The experimental part needs some clarity. More details are necessary. It is necessary to enhance the analysis and interpretation of the test results. In order to support the suggested thesis, the findings section should be connected to a discussion part.

The methodology's future application should be expanded upon or highlighted. Clarify the article's conclusion and its importance for further study as you improve it.

Author Response

The work fits the journal's focus, and readers will be interested. The study has specific strengths, but I think it is faulty from various angles, so it must be updated.

In my opinion, the introduction has to be strengthened to more clearly state the work's purpose and the technique's features. It's unclear how it operates as it stands. The author should also make it apparent how this work advances the state of the art, emphasizing its originality......

Our response: Thanks for your comments. Maybe our expression is not clear enough. We have specifically improved our paper. At the same time, in order to present them more clearly to the reviewers, we have deliberately listed them as follows.

The work's purpose:

With the increase of the dimensions of the optimization problems, the CSO algorithm is prone to premature convergence.
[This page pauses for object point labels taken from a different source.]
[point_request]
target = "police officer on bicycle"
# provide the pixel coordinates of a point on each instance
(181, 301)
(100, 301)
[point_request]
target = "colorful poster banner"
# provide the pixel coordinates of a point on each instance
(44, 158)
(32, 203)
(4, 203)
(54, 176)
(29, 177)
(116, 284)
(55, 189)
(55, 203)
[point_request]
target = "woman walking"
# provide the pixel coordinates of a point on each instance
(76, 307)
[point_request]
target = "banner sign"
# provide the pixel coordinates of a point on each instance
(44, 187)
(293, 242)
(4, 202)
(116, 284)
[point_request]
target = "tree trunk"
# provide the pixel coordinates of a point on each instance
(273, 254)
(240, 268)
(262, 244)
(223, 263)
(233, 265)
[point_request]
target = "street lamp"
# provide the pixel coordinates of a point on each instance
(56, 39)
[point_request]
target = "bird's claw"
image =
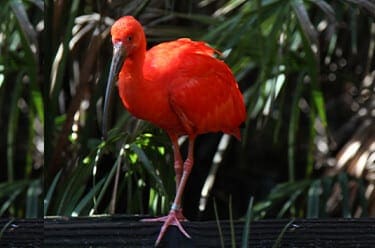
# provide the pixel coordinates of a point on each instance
(178, 214)
(173, 218)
Therefore, for the optimization problem of high-dimensional complex functions, Yang et al. constructed a genetic CSO algorithm by introducing the idea of genetic algorithm into the CSO algorithm, and verified the performance of the proposed algorithm on 10 benchmark functions[25]. Although the convergence speed and stability have been improved, the solution accuracy is still unsatisfactory. Gu et al. realized the solution of high-dimensional complex function optimization problems by removing the chicks in the chicken swarm and introducing an inverted S-shaped inertial weight to construct an adaptive simplified CSO algorithm[26]. Although the proposed algorithm is significantly better than some other algorithms in solution accuracy, there is still room for improvement in convergence speed. By introducing the dissipative structure and differential mutation operation into the basic CSO algorithm, Han constructed a hybrid CSO algorithm to avoid the premature convergence in solving high-dimensional complex problems, and verified the performance of the proposed algorithm on 18 standard functions[27]. Although its convergence performance has been improved, the solution accuracy should be further enhanced.
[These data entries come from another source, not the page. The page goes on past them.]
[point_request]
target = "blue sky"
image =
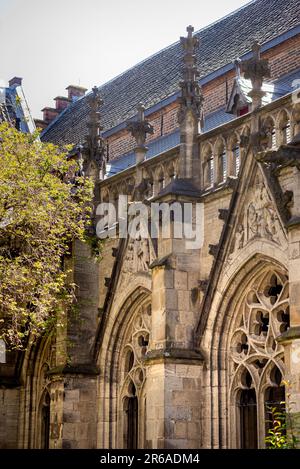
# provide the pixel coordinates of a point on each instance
(52, 44)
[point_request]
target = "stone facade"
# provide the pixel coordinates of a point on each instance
(178, 347)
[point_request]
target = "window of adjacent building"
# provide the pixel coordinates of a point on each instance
(223, 165)
(210, 170)
(236, 159)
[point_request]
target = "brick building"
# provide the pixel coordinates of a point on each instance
(179, 347)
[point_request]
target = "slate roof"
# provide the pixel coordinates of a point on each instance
(213, 120)
(157, 77)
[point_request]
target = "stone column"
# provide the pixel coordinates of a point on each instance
(190, 114)
(174, 365)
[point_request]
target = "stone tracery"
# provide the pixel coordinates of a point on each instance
(256, 358)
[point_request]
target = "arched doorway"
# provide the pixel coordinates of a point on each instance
(256, 359)
(45, 420)
(131, 424)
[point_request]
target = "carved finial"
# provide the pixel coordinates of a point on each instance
(94, 141)
(191, 94)
(140, 128)
(256, 69)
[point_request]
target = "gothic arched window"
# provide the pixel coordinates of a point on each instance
(257, 364)
(132, 378)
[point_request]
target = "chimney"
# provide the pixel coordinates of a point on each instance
(75, 91)
(15, 81)
(49, 113)
(61, 102)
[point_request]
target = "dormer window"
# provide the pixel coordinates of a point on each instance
(236, 159)
(243, 110)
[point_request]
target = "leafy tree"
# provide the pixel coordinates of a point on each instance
(284, 425)
(44, 206)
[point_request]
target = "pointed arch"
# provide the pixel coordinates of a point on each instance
(122, 391)
(251, 313)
To address the aforementioned issues, we propose an adaptive dual-population collaborative CSO (ADPCCSO) algorithm in this paper. The algorithm solves the high-dimensional complex problems by using an adaptive adjustment strategy for parameter G, an improvement strategy for foraging behaviors and a dual-population collaborative optimization strategy.

The technique's features and its originality :

Specifically, the main technical features and originality of this paper are given below.

(1) The value of parameter G is given by an adaptive dynamic adjustment method, so as to balance the breadth and depth search abilities of the algorithm.

(2) To improve the solution accuracy and depth optimization ability of CSO algorithm, an improvement strategy for foraging behaviors is proposed by introducing an improvement factor and adding a kind of chick's foraging behavior near the optimal value.

(3) A dual-population collaborative optimization strategy based on the chicken swarm and artificial fish swarm is constructed to enhance the global search ability of the whole algorithm.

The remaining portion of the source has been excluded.